In any disordered system, matter clumps together and breaks apart, mostly randomly, without consequence. But some of the clumps that form are momentarily better at doing one specific job: dissipating energy. These structures are less likely to fall apart. Over time, they become better at both withstanding the disorder surrounding them and creating copies of themselves. From this deep insight, grounded in thermodynamics, England is able to isolate the emergence of the first life-like behaviors. Scientists have always thought that life began as a stroke of spectacular luck. But in fact, life may be inevitable, a product of the iron physical laws of the universe.

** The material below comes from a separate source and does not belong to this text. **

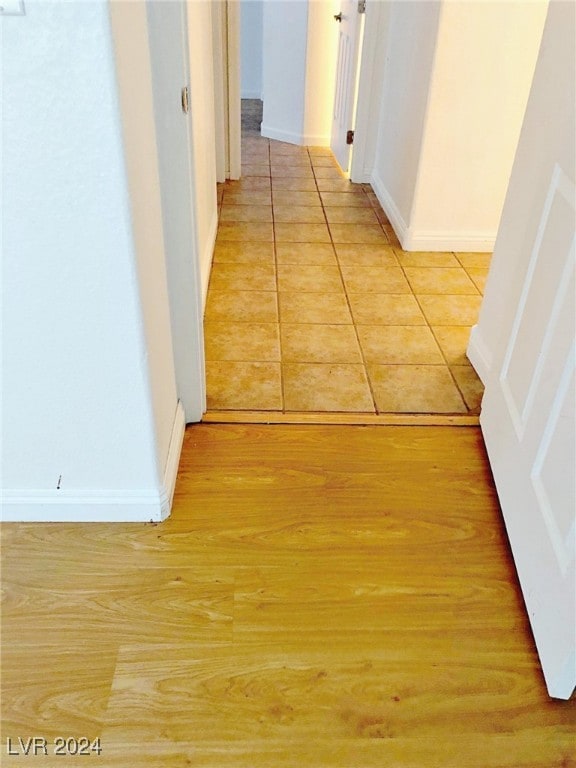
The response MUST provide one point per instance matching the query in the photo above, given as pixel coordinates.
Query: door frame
(227, 84)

England is both a world-class physicist and an ordained rabbi, and so his enquiry doesn't end with the physics of life. We ask questions like "How did life begin?" not just for the fun of scientific inquiry, but because we want a deeper understanding of who we are and why we're here. Even if physics can explain how life-like behaviors emerged, England doubts that reducing life down to the energy flows of a bunch of microscopic particles can ever give us a satisfying answer to what it means to be alive?. He believes that life is fundamentally a philosophical distinction, not a natural one. So before we can seriously look for life's physical origins, we must first make basic choices about what we think life means. This is something researchers often fail to recognize, and it is why, throughout In Every Life Is on Fire, England informs the premises of his theory with a careful exploration of what life is for.
For anyone who reads this book, no matter their creed, In Every Life Is On Fire offers a rare work of popular science that explores not just what science does, but how it imbues our lives with meaning.